Rev Bras Fisiol Exerc 2018;17(1):104-112
doi: 10.33233/rbfe.v17i2.2266ARTIGO
ORIGINAL
Nível
de atividade física de profissionais de duas unidades de pronto atendimento na
região norte do Brasil
Level of physical activity of professionals of two emergency units in
the north region of Brazil
Thaizi Campos Barbosa*,
Alyne Nunes Mota*, Gustavo Noleto Mendonça**,
Fernando Rodrigues Peixoto Quaresma***, Erika da Silva Maciel, D.Sc.****
*Mestranda
em Ciências da Saúde pela Faculdade de Medicina do ABC, Santo André/SP,
**Bacharel em Educação Física pelo Centro Universitário Luterano de Palmas,
CEULP/ULBRA, Palmas/TO, ***Docente do Centro Universitário Luterano de Palmas,
CEULP/ULBRA, docente da Universidade Federal do Tocantins, Campus Palmas,
Doutorando em Ciências da Saúde pela Faculdade de Medicina do ABC, Santo
André/SP, Docente da Universidade Federal do Tocantins, Campus Miracema/TO
Recebido em 17 de
abril de 2018; aceito em 20 de junho de 2018.
Endereço
para correspondência:
Thaizi Campos Barbosa, Quadra 308 sul, alameda 13, lote HM1-1C, casa 2, Palmas-TO,
E-mail: thaizi@gmail.com; Alyne Nunes Mota: alynenmota@gmail.com: Gustavo Noleto Mendonça: gustavonoleto18@gmail.com; Fernando
Rodrigues Peixoto Quaresma: ferodriguesto@gmail.com; Erika da Silva Maciel:
erikasmaciel@gmail.com
Resumo
Introdução: O trabalho dentro
de uma unidade de urgência e emergência gera situações de desgaste físico e
emocional nos profissionais, aumentando os riscos de adquirirem doenças
cardiovasculares.

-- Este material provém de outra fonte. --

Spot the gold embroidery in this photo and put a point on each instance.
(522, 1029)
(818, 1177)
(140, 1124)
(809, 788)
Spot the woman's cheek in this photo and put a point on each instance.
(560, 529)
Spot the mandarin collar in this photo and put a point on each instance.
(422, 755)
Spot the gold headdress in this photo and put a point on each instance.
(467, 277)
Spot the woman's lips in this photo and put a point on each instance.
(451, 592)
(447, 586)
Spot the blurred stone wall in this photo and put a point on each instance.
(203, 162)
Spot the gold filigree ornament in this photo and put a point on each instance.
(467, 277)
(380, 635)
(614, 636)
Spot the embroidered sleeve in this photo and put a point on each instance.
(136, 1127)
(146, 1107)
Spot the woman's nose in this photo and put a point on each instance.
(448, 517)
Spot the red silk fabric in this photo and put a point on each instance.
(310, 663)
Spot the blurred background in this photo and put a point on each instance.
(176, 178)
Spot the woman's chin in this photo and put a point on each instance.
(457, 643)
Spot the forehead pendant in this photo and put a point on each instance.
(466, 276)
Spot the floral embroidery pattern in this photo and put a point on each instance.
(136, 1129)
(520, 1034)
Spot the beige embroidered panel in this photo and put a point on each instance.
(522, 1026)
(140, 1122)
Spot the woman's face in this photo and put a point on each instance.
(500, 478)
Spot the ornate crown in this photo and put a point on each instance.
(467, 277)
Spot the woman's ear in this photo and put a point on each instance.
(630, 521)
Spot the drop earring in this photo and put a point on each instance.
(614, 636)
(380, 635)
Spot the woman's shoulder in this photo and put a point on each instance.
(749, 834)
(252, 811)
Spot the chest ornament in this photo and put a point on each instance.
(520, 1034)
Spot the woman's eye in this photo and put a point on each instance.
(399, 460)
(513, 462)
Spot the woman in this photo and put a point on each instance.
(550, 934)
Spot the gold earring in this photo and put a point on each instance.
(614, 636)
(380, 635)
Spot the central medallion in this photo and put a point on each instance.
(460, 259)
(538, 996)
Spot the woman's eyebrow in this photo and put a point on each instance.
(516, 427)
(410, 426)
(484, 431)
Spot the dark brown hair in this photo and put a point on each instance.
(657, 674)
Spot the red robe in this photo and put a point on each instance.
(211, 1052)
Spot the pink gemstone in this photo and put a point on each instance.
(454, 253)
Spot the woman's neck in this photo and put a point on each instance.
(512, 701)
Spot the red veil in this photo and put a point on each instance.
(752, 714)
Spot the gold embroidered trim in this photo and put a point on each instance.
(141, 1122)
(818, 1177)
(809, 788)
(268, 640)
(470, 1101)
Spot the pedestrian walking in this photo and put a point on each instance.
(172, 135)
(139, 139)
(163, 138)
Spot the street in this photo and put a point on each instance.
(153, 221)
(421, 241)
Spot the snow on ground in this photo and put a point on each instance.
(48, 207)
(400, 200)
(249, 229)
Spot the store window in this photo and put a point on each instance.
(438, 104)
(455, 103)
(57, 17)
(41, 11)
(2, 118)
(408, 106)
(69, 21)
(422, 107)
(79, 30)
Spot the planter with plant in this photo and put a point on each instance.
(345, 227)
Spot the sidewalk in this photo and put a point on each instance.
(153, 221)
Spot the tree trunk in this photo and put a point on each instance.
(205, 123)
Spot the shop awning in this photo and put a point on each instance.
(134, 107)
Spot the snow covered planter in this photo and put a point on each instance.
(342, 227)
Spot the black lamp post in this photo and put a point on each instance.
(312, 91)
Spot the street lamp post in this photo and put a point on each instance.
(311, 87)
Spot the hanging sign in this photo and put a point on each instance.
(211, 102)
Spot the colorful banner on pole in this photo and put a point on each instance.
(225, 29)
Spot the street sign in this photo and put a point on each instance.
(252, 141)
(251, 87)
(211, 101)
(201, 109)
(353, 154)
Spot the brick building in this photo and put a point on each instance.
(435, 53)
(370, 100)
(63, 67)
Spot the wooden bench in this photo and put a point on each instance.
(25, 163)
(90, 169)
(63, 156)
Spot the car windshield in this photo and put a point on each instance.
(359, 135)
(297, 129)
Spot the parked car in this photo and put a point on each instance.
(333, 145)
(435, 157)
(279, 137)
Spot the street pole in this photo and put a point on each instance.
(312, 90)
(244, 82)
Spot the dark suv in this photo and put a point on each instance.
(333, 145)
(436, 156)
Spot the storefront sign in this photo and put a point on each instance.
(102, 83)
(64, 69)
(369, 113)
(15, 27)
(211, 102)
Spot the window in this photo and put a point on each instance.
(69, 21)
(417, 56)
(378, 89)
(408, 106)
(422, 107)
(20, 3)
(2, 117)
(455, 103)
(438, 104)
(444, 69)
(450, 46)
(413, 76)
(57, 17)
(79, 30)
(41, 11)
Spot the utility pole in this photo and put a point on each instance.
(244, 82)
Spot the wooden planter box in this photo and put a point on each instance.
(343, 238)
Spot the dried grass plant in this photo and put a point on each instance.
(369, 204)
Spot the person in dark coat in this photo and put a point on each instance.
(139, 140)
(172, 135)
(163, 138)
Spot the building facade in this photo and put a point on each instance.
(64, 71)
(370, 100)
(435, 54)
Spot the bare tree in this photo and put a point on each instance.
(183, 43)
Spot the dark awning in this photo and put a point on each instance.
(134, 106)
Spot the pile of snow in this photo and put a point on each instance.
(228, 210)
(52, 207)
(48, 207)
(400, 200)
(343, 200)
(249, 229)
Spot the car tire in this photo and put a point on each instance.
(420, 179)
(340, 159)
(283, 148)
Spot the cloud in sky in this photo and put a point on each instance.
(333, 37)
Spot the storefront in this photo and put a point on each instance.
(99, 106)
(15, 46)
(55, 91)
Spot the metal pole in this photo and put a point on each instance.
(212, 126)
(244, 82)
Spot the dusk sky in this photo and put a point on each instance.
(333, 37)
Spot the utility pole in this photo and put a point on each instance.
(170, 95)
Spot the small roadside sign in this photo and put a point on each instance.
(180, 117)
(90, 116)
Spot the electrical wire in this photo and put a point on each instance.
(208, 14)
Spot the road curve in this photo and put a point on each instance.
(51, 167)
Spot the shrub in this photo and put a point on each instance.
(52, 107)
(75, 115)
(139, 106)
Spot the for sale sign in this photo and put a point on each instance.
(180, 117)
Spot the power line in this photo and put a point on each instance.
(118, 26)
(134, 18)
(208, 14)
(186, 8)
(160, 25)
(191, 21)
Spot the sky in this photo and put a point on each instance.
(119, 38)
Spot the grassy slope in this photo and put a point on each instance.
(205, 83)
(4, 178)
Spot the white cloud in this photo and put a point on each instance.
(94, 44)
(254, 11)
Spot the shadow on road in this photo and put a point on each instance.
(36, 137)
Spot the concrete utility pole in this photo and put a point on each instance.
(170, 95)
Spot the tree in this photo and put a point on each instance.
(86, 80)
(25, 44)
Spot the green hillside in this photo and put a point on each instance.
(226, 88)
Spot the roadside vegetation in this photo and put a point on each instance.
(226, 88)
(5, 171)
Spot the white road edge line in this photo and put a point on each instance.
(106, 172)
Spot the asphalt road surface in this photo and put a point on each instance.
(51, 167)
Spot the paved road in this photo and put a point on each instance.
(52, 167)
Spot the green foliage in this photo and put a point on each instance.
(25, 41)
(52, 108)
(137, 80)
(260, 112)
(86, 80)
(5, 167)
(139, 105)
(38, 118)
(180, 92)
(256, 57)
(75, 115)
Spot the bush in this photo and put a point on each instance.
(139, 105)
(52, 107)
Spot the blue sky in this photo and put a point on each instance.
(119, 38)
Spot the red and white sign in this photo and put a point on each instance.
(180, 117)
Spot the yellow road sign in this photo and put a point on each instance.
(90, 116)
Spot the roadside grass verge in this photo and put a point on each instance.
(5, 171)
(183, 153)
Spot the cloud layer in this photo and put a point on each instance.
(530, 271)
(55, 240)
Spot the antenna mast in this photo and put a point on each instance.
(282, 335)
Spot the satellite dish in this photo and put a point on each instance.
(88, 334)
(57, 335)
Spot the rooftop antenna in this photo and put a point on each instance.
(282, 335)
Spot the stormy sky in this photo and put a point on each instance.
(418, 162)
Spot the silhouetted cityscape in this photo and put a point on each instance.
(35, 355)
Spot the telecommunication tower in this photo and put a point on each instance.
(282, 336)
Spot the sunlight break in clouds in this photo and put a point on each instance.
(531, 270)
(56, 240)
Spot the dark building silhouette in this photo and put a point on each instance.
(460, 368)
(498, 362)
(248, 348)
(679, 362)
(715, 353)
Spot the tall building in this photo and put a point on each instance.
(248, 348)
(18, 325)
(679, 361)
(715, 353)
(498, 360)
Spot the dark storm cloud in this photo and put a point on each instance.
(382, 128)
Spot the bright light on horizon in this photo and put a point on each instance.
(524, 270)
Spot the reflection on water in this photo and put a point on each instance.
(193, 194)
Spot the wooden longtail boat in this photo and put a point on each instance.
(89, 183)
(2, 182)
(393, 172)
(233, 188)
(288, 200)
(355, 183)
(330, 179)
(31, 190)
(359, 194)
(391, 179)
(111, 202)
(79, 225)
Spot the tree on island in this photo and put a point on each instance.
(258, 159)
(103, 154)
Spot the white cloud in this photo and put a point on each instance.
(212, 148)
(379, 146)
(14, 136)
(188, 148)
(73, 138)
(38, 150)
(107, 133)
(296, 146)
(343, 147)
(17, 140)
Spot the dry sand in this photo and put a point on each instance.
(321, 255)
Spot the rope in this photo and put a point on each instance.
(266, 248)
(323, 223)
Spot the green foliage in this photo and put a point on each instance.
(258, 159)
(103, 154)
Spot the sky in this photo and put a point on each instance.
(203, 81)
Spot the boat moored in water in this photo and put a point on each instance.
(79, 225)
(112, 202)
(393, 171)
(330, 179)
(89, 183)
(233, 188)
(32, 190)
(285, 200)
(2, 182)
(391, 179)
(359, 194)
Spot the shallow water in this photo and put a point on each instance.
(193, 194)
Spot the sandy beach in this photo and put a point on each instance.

A prática de atividade física regular auxilia na prevenção e
tratamento de doenças cardiovasculares. Objetivo:
Avaliar o nível de atividade física dos profissionais que trabalham em Unidades
de Pronto Atendimento na região norte do Brasil. Material e métodos: Trata-se de um estudo descritivo e transversal,
com uma amostra composta por 165 profissionais. Os instrumentos utilizados
nessa pesquisa foram o questionário socioeconômico e demográfico e o
Questionário Internacional de Atividade Física (IPAQ) para avaliar o Nível de
Atividade Física e Equivalente Metabólico (MET). Resultados: Os resultados indicaram maior prevalência de
profissionais insuficientemente ativos e sedentários (63,6%). Entre as
categorias profissionais destacam-se os técnicos de RX (MET total – 6825,50) e
os farmacêuticos (MET total – 3892,50) como os profissionais mais ativos e os
odontólogos (MET total – 383,75) e auxiliar de odontologia (MET total – 819,00)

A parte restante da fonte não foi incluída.